Der Diaprojektor surrt. Das Licht verdüstert sich. Szenenwechsel. Es sind die harten und schnellen Schnitte, die bei der rasanten Bühnenfassung des Romans "Spieltrieb" von Juli Zeh in Erinnerung bleiben. Spotartig wirft Regisseurin Esther Muschol Blitzlichter auf die trostlosen Schauplätze des Geschehens: Die 15-jährige, hochintelligente Ada (Evelyn Ruzicka) ist gelangweilt vom Leben. Die Sinnsuche hat sie längst aufgegeben, Moral und Ethik sind für Ada bloß beliebige Übereinkommen. Auch Adas neuer Mitschüler Alev (Johannes Hoffmann) kann dem Sein keinen Ernst abgewinnen. Das Leben ist für ihn ein einziges Spiel, Alev selbst stellt die Regeln auf: Das willkürlich gewählte Opfer der beiden "Pseudonihilisten" ist der arglose Deutschlehrer Smutek (Helmut Pucher) .

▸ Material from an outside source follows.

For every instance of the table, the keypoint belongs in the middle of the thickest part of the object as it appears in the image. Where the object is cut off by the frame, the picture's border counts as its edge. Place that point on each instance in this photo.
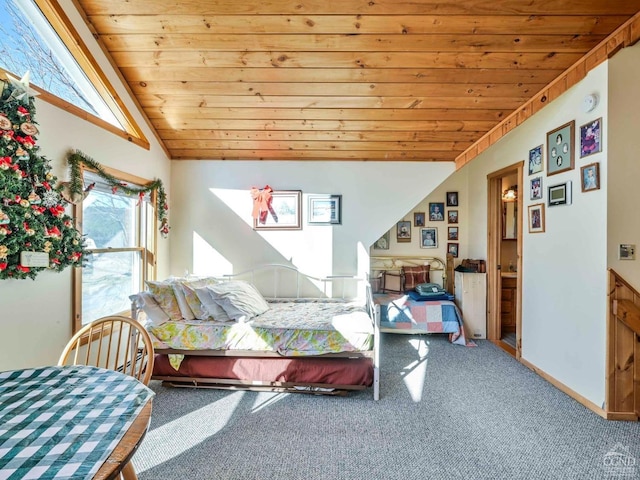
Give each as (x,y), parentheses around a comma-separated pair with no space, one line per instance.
(68,422)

Schon in ihrem Roman übt Juli Zeh hemmungslos Kritik an unserer desorientierten Gesellschaft. In der gestrafften Bühnenfassung von Bernhard Studlar ist die Überladenheit noch stärker zu spüren. Thomas Mann, Robert Musil, Fjodor Dostojewski - Juli Zeh zitiert aus der Weltliteratur. Der Generationenkonflikt verzahnt sich mit dem Konflikt zwischen Weltanschauungen, Lebenseinstellungen, politischen Systemen, Kulturen und Ideologien. An manchen Stellen gelingt die Projektion der großen Verwirrungen der Welt auf den kleinen Mikrokosmos Schule, allzu oft wirkt der Versuch allerdings zu bemüht.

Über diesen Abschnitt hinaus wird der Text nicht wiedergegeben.